Invocation of java generic method

Question

Given the generic method:

<T> List<T> getGenericList(int i) {...}

the following code compiles without any warning:

public List<String> getStringList(boolean b){
    if(b)
        return getGenericList(0);
    else
        return getGenericList(1);
}

but this one generates 'Type mismatch' compilation error:

public List<String> getStringList(boolean b) {
    return (b) ? getGenericList(0) : getGenericList(1);
}

Why?

Answer 1

This is NOT a generics problem, but a consequence of the way the compiler has to infer the type of the ternary expression.

It happens the same with this equivalent code. This code works:

public byte function(boolean b){
    if(b)
        return 1;
    else
        return 2;
}

While this doesn't:

public byte function(boolean b) {
    return (b) ? 1 : 2;
}

The reason is that when the compiler tries infer the type of this expression

    return (b) ? 1 : 2;

It first has to obtain the type of each one of the operands, and check if they are compatible (reference) to evaluate wether the ternary expression is valid or not. If the type of the "return" were propagated to automatically cast or promote each one of the operands, it could lead to resolve the type of a ternary expression differently depending on the context of this expression.

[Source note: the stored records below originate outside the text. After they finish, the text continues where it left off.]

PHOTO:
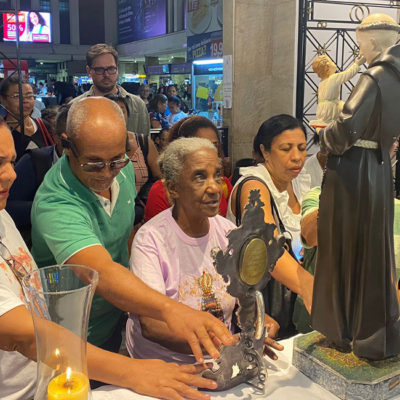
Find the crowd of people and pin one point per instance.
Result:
(84, 184)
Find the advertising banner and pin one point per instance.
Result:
(141, 19)
(33, 27)
(206, 45)
(10, 68)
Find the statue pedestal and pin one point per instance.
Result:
(344, 374)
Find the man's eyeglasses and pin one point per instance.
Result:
(102, 70)
(100, 165)
(27, 96)
(16, 267)
(95, 166)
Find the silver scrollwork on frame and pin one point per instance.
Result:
(359, 12)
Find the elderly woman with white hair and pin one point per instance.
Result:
(172, 252)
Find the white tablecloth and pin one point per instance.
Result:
(284, 382)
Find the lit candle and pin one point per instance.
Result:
(68, 386)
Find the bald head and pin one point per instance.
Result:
(91, 113)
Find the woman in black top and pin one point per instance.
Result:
(35, 134)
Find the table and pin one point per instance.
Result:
(284, 382)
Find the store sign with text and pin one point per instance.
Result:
(141, 19)
(206, 45)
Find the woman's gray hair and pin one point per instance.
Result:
(173, 158)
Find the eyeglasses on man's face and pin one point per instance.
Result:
(16, 267)
(25, 97)
(102, 70)
(97, 166)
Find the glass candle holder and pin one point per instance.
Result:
(60, 312)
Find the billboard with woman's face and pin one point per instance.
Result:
(34, 27)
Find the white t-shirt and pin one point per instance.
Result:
(17, 373)
(171, 262)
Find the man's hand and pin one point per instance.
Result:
(159, 379)
(269, 345)
(360, 60)
(197, 328)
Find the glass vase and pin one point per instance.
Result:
(60, 312)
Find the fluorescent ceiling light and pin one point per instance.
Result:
(210, 61)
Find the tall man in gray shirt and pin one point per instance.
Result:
(102, 67)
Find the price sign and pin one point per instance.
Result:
(216, 47)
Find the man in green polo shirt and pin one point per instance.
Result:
(83, 213)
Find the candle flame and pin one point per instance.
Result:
(68, 374)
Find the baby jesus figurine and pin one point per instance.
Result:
(329, 104)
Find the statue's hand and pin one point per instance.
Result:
(269, 345)
(360, 60)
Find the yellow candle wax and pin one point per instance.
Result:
(68, 386)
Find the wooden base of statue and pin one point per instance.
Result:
(343, 374)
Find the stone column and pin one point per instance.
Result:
(261, 36)
(110, 22)
(74, 22)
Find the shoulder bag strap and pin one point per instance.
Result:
(275, 212)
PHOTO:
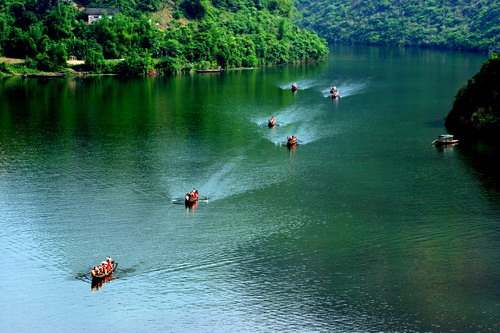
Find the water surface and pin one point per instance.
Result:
(363, 227)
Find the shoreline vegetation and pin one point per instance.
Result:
(476, 110)
(152, 37)
(10, 67)
(472, 25)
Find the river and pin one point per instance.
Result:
(363, 227)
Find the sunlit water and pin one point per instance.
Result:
(363, 227)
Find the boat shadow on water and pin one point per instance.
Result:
(97, 283)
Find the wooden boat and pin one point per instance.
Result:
(45, 76)
(271, 122)
(217, 70)
(445, 139)
(291, 141)
(96, 277)
(191, 198)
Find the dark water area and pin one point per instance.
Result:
(363, 227)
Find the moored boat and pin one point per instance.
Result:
(445, 139)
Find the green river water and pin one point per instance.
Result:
(364, 227)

Given that the type of the "return" cannot be propagated to the operands, then in the menctioned case:

    return (b) ? getGenericList(0) : getGenericList(1);

the binding of the generic type cannot be done, so the type of each one of the operands is resolved to List<Object>. Then the compiler concludes that the type of the whole expression is List<Object>, which cannot be automatically casted to List<Integer> (because they are not compatible types).

Whereas this other one

    return getGenericList(0);

It applyes the type of the "return" to bind the generic type T, so the compiler concludes that the expression has a List<String> type, that can be returned safely.